Keep consumers dumb: project state, produce read models. Business decisions belong on the command side, driven by the current state of an aggregate.
Lesson 7 — GDPR and event sourcing
“Right to be forgotten” meets “events are immutable”. Not fun.
Approaches:
- Pseudonymization — store user identifiers separately; on deletion, break the link
- Crypto-shredding — encrypt PII fields with a per-user key; on deletion, delete the key, PII becomes unreadable
- Scrubbing — rewrite specific events to redact PII (breaks immutability in spirit but sometimes unavoidable)

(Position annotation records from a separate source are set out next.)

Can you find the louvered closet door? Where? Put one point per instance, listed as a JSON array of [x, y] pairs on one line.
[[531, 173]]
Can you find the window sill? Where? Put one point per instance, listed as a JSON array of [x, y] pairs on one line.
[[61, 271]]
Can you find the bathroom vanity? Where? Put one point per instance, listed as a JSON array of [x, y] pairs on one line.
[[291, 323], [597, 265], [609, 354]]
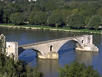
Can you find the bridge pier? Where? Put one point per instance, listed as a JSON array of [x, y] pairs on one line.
[[89, 48], [49, 55]]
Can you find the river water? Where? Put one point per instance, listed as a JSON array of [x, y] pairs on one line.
[[67, 54]]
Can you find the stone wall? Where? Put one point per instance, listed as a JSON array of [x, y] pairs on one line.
[[2, 43], [12, 49]]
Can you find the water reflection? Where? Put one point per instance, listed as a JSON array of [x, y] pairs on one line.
[[48, 67], [85, 57]]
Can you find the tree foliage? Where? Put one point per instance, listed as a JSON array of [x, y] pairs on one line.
[[78, 70], [11, 68]]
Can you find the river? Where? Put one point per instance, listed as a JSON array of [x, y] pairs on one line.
[[67, 54]]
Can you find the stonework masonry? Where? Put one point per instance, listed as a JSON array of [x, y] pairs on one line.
[[12, 49], [49, 49]]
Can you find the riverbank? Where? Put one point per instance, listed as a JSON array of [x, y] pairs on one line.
[[33, 27]]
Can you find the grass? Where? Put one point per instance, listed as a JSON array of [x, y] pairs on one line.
[[54, 28]]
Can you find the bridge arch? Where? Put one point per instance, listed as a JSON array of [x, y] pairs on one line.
[[69, 45], [21, 50], [53, 46], [79, 43]]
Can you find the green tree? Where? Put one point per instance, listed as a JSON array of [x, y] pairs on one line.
[[55, 18], [78, 70], [17, 18], [38, 17], [75, 21]]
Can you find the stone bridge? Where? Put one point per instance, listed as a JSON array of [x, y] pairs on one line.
[[49, 49]]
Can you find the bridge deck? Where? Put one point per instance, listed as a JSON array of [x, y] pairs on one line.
[[48, 41]]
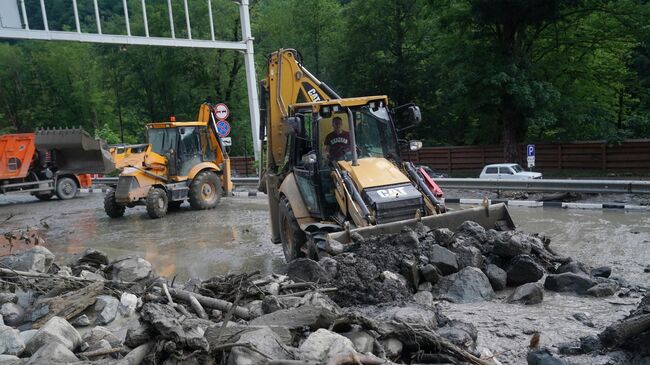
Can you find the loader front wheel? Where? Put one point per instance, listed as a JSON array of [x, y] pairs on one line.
[[292, 237], [205, 191], [66, 188], [112, 208], [157, 202]]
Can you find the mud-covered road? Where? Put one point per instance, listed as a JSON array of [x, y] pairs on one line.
[[235, 237]]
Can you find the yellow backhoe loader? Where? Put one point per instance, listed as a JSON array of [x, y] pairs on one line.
[[182, 161], [334, 168]]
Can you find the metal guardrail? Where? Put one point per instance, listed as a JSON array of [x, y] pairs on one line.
[[545, 186], [550, 185]]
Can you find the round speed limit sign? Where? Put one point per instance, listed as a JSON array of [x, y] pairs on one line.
[[221, 111]]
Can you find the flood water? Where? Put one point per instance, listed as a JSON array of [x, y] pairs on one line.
[[235, 238]]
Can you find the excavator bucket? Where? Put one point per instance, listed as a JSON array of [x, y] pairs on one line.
[[491, 217], [75, 151]]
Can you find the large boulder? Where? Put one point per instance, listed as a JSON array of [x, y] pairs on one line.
[[12, 314], [38, 259], [302, 269], [445, 260], [10, 341], [106, 308], [497, 276], [323, 345], [56, 330], [53, 353], [467, 285], [131, 269], [568, 282], [529, 293], [524, 269], [264, 340], [511, 244]]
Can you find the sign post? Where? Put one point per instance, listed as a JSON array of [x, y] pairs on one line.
[[530, 152]]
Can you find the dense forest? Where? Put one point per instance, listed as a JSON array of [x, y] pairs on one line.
[[482, 71]]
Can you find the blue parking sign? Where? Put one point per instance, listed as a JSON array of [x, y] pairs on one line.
[[530, 150]]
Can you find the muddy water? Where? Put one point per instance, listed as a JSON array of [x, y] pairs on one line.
[[232, 238]]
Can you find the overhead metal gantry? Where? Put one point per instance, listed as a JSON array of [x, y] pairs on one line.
[[14, 24]]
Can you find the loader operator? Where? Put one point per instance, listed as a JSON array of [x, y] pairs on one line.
[[337, 142]]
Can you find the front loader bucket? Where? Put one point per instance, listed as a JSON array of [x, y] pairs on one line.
[[75, 151], [493, 217]]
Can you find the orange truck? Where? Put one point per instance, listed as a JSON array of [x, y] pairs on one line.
[[51, 162]]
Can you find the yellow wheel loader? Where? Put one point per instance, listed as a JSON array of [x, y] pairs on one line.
[[334, 168], [182, 161]]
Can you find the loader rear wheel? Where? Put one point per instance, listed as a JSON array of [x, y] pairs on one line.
[[112, 208], [157, 203], [66, 188], [205, 191], [292, 237]]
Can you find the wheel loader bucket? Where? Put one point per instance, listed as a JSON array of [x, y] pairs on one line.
[[75, 151], [493, 217]]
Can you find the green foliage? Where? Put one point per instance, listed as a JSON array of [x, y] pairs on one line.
[[482, 71]]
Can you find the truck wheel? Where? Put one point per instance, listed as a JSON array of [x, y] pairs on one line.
[[175, 205], [157, 203], [66, 188], [205, 190], [44, 196], [112, 208], [292, 237]]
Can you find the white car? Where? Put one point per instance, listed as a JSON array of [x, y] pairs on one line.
[[508, 171]]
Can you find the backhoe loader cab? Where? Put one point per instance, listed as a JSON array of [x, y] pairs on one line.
[[333, 166], [182, 161]]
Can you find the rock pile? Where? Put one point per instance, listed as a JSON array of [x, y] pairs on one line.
[[467, 265]]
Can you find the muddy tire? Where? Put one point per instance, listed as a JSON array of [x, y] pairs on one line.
[[292, 237], [66, 188], [44, 196], [205, 191], [175, 205], [157, 203], [112, 208]]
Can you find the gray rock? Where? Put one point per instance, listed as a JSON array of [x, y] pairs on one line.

Pick your strategy before you have regulator attention. Crypto-shredding is my preferred approach — it preserves the event stream structure while making deleted data unrecoverable.
Lesson 8 — Know when not to event-source
Event sourcing is most valuable for domains with rich transitions and audit needs. It’s overkill for:
- Read-heavy catalog services
- Simple reference data
- Pass-through APIs that don’t own data
- Any service where “what is the current state” is 99% of the access pattern
Within a larger system, it’s fine to event-source the parts that benefit (orders, payments, positions) and use normal CRUD for the rest (catalog, profiles, static data).
Tooling notes
- Axon, EventStoreDB — full-stack event-sourcing platforms. Heavy but capable.
- Kafka as event store — works but lacks proper aggregate querying; usually paired with a DB-backed event log
- Roll your own on Postgres —
eventstable with(aggregate_id, version, event_type, payload, at)is 90% of what you need - Outbox pattern — essential for coupling event publication with DB writes
When to walk away
If after six months you find yourself:
- Constantly fighting snapshot/replay performance
- Rebuilding projections every two weeks due to bugs
- Team members dreading touching the event-sourced modules
- Schema evolution consuming most of the roadmap
The pattern may not fit your domain. Migrating away is painful but recoverable — much harder than never having adopted it, easier than living with perpetual friction.
Closing note
Event sourcing, done right, is one of the most durable architectural choices — decades-old systems in banking and healthcare still thrive on it. Done badly, it’s a tar pit. The difference is in the ground-level hygiene: aggregate design, schema discipline, snapshot strategy, replay-aware projections. Get those right and it rewards you for years.